Entrevista:O Estado inteligente

sexta-feira, agosto 18, 2006

Nos ombros do eleitor (Por Lucia Hippolito)


A Câmara não cassou o mandato dos deputados mensaleiros. A Justiça não puniu os políticos indiciados pelo procurador-geral da República como membros da “sofisticada organização criminosa” que pretendia tomar de assalto o Estado brasileiro para se perpetuar no poder.

Os partidos políticos não negaram legenda a essa gente, que está outra vez nas ruas pedindo o meu, o seu, o nosso voto.

E agora, toda a responsabilidade é jogada nas costas do pobre do eleitor brasileiro. Se o Congresso eleito em outubro for composto de mensaleiros, sanguessugas e ex-ministros enrolados na Polícia Federal, a culpa será dos eleitores, que não sabem votar, que não se interessam pela política, que não se importam com roubalheiras nem com escândalos. Certo?

Erradíssimo!

A Justiça Eleitoral e parte da mídia estão jogando sobre os ombros do eleitorado um encargo que é dele apenas em parte.

É preciso distribuir corretamente as responsabilidades. Ao eleitor cabe cuidar bem de seu voto. Investigar a vida pregressa do candidato, sua experiência profissional, sua vida privada. Não existe uma ética privada diferente da ética pública.

Por isso, a vida particular do candidato interessa, e muito. É preciso saber se ele bebe, se bate na mulher, se dá propina ao guarda, se não se incomoda em sonegar imposto, se compra produtos piratas, se acha que só um pouquinho de corrupção não tem importância. Se costuma fazer uso de caixa dois. Se tem mais de um CPF.

Em suma, tudo o que for possível saber a respeito do candidato é importante.

Mas não basta. O eleitor pode escolher o melhor candidato entre todos – e contribuir para eleger o pior.

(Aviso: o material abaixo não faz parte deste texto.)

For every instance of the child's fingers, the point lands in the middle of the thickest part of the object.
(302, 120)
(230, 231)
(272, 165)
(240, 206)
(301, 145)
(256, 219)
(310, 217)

A distorção do sistema eleitoral brasileiro é de tal ordem que, uma vez digitado na urna eletrônica, o voto escapa inteiramente ao controle. O eleitor não tem a menor idéia de quem vai ser eleito com o seu voto.

Isto porque o voto proporcional praticado no Brasil é uma combinação explosiva: lista aberta, permissão de coligação e mecanismo perverso de distribuição de sobras.

No limite, o eleitor pode votar num candidato da extrema-esquerda e seu voto servir para eleger um candidato da extrema-direita.

Na legislatura que se encerra agora no fim do ano, dos 513 deputados federais, apenas 33 foram eleitos com os próprios votos, ou seja, atingiram o quociente eleitoral. Apenas 6,43% da Câmara! Os restantes 480 deputados, isto é, 93,56%, foram eleitos com votos da legenda, da coligação ou das sobras eleitorais.

Por isso, é vital levar em conta essas observações quando alguém tentar responsabilizar o pobre do eleitor brasileiro pela eleição de um Congresso ainda pior do que este que vai se despedindo sem deixar saudade.

No sistema eleitoral, no próprio Congresso, na Justiça e nos partidos políticos deverá ser espetada esta fatura.